Vigen Voskanovich NAJARYAN, AKA Vigen Najaryan, Petitioner, v. William P. BARR, Attorney General, Respondent.

Nos. 15-72491, 16-71632

Decided: March 22, 2019

Before: SCHROEDER and RAWLINSON, Circuit Judges, and LASNIK,* District Judge. Stacy Tolchin, Megan A. Brewer, Law Offices of Stacy Tolchin, Los Angeles, CA, for Petitioner Imran Raza Zaidi, Trial Attorney, Ann M. Welhaf, Attorney, DOJ - U.S. Department of Justice, Civil Division/Office of Immigration Litigation, Washington, DC, Chief Counsel ICE, Office of the Chief Counsel, Department of Homeland Security, San Francisco, CA, Alexander Jacob Lutz, U.S. Department of Justice, Washington, DC, for Respondent


Petitioner Vigen Najaryan (Najaryan) petitions for review of the Board of Immigration Appeal’s (BIA) denial of his two untimely motions to reopen premised on changed country conditions and a change in the law.

Petition No. 15-72491

We dismiss Najaryan’s petition for review of the BIA’s denial of sua sponte reopening based on changed country conditions because Najaryan fails to demonstrate the requisite legal or constitutional error. See Menendez v. Whitaker, 908 F.3d 467, 471 (9th Cir. 2018) (explaining that “we have jurisdiction to review the reasoning behind the BIA’s sua sponte denial of reopening for the limited purpose of reviewing the reasoning behind the decisions for legal or constitutional error”). (citation and internal quotation marks omitted).

Petition No. 16-71632

Relying on Johnson v. United States, 559 U.S. 133, 130 S.Ct. 1265, 176 L.Ed.2d 1 (2010), Najaryan asserts that the BIA erred in denying sua sponte reopening premised on a change in law rendering his prior conviction for assault with a deadly weapon in violation of Cal. Penal Code § 245(a)(2) a non-removable offense. Although the Supreme Court decided Johnson in 2010, Najaryan never challenged his prior conviction based on Johnson’s holding prior to the BIA’s 2011 decision, or prior to our denial of Najaryan’s petition for review in 2015. See Najaryan v. Holder, 593 F. App'x 707, 708 (9th Cir. 2015) (holding that Najaryan’s conviction in violation of Cal. Penal Code § 245(a)(2) was a removable offense). Thus, there was no “fundamental change in the law․ represent[ing] a departure from established principles” warranting sua sponte reopening. Bonilla v. Lynch, 840 F.3d 575, 585 (9th Cir. 2016), as amended (citation and internal quotation marks omitted).

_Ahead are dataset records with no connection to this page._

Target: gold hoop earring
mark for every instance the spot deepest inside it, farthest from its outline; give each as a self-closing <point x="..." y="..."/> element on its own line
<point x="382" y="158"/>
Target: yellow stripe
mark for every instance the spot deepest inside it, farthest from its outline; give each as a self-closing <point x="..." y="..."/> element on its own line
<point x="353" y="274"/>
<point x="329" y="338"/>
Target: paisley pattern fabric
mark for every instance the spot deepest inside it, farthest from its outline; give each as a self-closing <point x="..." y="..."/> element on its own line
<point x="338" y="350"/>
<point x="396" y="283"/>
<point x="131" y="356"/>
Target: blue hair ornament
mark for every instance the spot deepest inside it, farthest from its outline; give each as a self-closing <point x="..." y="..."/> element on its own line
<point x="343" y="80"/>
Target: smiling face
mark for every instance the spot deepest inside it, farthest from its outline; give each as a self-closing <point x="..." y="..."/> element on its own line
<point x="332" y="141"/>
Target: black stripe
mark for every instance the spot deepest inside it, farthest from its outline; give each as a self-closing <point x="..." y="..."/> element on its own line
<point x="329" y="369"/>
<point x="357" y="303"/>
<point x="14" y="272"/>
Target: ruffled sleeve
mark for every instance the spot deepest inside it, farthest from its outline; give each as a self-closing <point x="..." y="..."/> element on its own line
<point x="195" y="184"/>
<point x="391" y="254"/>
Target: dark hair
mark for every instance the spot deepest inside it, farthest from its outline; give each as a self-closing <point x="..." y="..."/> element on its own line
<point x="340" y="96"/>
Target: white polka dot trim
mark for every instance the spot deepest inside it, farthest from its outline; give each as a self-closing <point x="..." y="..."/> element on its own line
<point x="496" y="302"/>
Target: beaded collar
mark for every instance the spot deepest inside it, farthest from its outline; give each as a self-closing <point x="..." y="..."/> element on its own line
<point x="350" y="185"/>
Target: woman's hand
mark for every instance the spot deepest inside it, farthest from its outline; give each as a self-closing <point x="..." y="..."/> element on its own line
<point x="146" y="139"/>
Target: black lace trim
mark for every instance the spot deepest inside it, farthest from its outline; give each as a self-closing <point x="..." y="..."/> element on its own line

In any event, we have held post-Johnson that assault with a deadly weapon in violation of Cal. Penal Code § 245(a)(1) constitutes a crime of violence. See United States v. Vasquez-Gonzalez, 901 F.3d 1060, 1067-68 (9th Cir. 2018) (holding that our pre-Johnson precedent remains valid because a conviction in violation of Cal. Penal Code § 245 is categorically a crime of violence); see also United States v. Guizar-Rodriguez, 900 F.3d 1044, 1049 n.5 (9th Cir. 2018) (concluding that “even the least touching with a deadly weapon or instrument is violent in nature,” and this “reasoning applies even after Johnson”) (citation, alteration, and internal quotation marks omitted).

Petition For Review in No. 15-72491 DISMISSED.

Petition For Review in No. 16-71632 DENIED.